Wordsmith Interview – Nick Gregorio

Nick Gregorio HeadshotAge: According to my hairline, 45. In reality I’ll be turning 30 this November.

Location: Philadelphia, PA

Education: I have a BA in English lit (2008), and an M.Ed in Secondary Education (2012) from Chestnut Hill College, and an MFA in Creative Writing from Arcadia University (2015).

The Writer

How long have you been writing?
I can remember writing stories about Power Rangers and/or giant squid when I was eightish. So, 22 years, I suppose.

Do you have a specific writing style?
I orbit literary fiction with minimalist execution.

Do you see writing as a career?
It’s more a compulsion than a career. Until I start getting paid. But who knows if that’ll ever happen.

Do you write full-time?
I write full-time outside of the confines of my full-time job. Also, I don’t much care for sleep.

What do you consider to be your greatest accomplishment as a writer?
Every publication I’ve ever gotten. Each one is as great as the last.

What is your ultimate goal as a writer?
I’d like to sell a book. And then maybe another. Then another.
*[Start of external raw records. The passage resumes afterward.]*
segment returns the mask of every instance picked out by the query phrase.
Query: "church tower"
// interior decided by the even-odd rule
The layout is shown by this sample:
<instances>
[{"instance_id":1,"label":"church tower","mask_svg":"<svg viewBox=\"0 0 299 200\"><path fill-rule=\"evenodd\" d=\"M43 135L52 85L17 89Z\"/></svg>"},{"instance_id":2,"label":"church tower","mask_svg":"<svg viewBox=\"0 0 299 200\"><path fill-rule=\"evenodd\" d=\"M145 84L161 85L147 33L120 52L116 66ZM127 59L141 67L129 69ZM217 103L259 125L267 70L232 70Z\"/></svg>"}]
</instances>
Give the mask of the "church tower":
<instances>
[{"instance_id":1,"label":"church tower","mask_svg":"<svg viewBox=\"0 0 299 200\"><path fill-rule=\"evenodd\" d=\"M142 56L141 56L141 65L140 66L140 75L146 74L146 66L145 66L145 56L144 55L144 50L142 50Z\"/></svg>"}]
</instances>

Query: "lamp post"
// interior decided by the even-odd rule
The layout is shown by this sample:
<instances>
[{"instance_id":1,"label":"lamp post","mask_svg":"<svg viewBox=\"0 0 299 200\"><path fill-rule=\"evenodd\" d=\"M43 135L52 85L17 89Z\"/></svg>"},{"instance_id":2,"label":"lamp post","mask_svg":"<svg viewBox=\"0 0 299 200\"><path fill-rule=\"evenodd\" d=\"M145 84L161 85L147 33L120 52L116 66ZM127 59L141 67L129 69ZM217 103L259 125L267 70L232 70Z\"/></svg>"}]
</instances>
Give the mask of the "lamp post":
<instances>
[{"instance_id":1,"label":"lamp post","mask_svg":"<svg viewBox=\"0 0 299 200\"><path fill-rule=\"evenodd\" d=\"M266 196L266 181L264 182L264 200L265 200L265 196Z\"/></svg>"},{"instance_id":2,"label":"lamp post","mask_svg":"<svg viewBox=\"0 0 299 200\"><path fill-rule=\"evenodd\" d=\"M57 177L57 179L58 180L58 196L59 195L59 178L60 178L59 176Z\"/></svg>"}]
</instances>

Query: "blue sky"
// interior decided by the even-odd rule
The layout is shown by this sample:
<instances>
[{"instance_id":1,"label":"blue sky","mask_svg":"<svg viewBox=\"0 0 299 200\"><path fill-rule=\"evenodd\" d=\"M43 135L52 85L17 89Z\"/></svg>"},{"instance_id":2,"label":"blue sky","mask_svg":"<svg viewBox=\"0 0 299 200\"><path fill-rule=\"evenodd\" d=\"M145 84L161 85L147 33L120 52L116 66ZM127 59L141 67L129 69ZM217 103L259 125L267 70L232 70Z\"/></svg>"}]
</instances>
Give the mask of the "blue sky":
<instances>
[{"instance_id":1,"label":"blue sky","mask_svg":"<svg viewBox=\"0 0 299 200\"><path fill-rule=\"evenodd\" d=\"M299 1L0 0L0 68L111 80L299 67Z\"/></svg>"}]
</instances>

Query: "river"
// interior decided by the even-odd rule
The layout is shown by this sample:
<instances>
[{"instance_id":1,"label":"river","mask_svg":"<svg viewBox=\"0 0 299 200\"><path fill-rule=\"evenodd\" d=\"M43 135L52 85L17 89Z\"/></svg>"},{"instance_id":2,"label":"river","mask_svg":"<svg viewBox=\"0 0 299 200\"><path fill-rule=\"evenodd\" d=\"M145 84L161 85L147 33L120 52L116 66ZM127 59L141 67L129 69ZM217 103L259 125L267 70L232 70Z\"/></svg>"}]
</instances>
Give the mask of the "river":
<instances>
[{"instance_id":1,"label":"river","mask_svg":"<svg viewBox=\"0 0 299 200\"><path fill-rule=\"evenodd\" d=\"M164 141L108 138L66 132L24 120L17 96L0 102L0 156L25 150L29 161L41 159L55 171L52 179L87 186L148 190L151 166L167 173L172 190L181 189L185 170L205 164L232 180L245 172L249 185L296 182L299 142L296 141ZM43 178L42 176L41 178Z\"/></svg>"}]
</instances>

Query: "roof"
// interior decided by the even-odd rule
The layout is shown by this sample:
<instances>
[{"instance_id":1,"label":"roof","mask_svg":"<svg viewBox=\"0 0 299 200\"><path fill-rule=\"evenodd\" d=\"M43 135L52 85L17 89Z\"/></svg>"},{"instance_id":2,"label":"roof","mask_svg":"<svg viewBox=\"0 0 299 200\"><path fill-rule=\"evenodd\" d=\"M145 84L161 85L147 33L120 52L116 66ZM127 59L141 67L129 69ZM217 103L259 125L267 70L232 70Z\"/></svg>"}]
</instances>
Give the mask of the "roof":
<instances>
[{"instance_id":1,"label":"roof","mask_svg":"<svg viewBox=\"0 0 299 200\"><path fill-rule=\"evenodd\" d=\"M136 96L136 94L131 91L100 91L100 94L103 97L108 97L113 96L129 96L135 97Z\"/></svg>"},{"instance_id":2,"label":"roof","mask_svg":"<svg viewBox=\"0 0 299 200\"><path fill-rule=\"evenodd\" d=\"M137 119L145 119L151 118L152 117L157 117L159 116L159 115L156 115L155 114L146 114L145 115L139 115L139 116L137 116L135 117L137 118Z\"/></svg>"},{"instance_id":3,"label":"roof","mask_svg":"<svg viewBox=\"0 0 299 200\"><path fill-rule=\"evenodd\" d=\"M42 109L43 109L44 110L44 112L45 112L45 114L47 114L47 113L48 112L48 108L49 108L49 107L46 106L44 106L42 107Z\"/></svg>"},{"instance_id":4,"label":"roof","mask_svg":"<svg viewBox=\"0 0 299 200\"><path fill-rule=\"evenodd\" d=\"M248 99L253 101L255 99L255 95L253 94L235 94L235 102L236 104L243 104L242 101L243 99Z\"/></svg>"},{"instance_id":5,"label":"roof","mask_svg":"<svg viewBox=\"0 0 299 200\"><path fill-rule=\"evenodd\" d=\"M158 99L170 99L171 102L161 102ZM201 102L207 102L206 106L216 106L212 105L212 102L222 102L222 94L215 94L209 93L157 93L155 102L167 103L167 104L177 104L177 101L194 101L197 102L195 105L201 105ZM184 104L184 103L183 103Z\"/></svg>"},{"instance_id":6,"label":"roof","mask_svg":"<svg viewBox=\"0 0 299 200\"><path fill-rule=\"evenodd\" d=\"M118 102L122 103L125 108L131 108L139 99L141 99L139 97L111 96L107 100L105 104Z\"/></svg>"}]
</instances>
So on and so forth.

The Work

Tell us about your work in Crack the Spine.
My piece is called “Embracing Skeletons.” It was an exercise in restraint, to see how much I could hold back as a writer in order to sort of mirror the protagonist’s efforts to hold back his lies, shame, pain, and disease during one of his closest friend’s wedding.

What inspired “Embracing Skeletons?”
Two things, actually. The first was a wedding I attended last summer on a beautiful lake in Rhode Island. Nothing horrible happened there, of course, but off in the distance was a power plant. It was a pretty fantastic juxtaposition: A beautiful wedding, a reactor splitting atoms not far away. And then, because of that power plant, the image of Embracing Skeletons, an archaeological oddity of ancient bones spooning one another, popped into my mind. I started with those ideas and widened the lens.

How long did it take you to complete this piece?
The better part of a year, I think. I started workshopping it last fall. It went through five rewrites and a chronological realignment—for whatever reason I wanted to play with time with this one. Which, after a couple revisions, proved to be pretty ridiculous.

Tell us about another project you have published or are currently working on.
I am currently shopping my fifth started, first completed novel, Good Grief. In it, Tony D’Angelo’s brother Nate is dead. His family is devastated, his life is thrown into upheaval, and Tony doesn’t want to deal with any of it. Not with his brother’s death, not with his distraught parents, not with his floundering career, and not with the consequences of his erratic behavior involving his ex-high school sweetheart, Karen. But when he meets Mikey, a hallucination of his nine-year-old self dressed as a Teenage Mutant Ninja Turtle, Tony is forced to face everything he has been avoiding and unwittingly dismantling.

What inspired “Good Grief?” 
Death and sadness. And Ninja Turtles…and punk rock.

Where/When can we find this work?
Nowhere…yet…I hope…

The Methods

How often do you write?
Pretty much every day.

Where do you write?
At work, at home, on vacation, in parking lots. But mostly on my couch in front of a muted television playing Seinfeld reruns.

What time of day or night makes you most productive as a writer?
I’m typically a morning guy. Much past noon my brain is pretty shot. But everybody’s got to push through something.

What are your thoughts on self-publishing vs. traditional publishing?
I think folks self-publishing is fine. I don’t want to go down that road, myself, to be truthful. Traditional publishing offers a peer review process, a more intensive and comprehensive editorial process, and, ultimately, a different sort of personal satisfaction for me as the writer.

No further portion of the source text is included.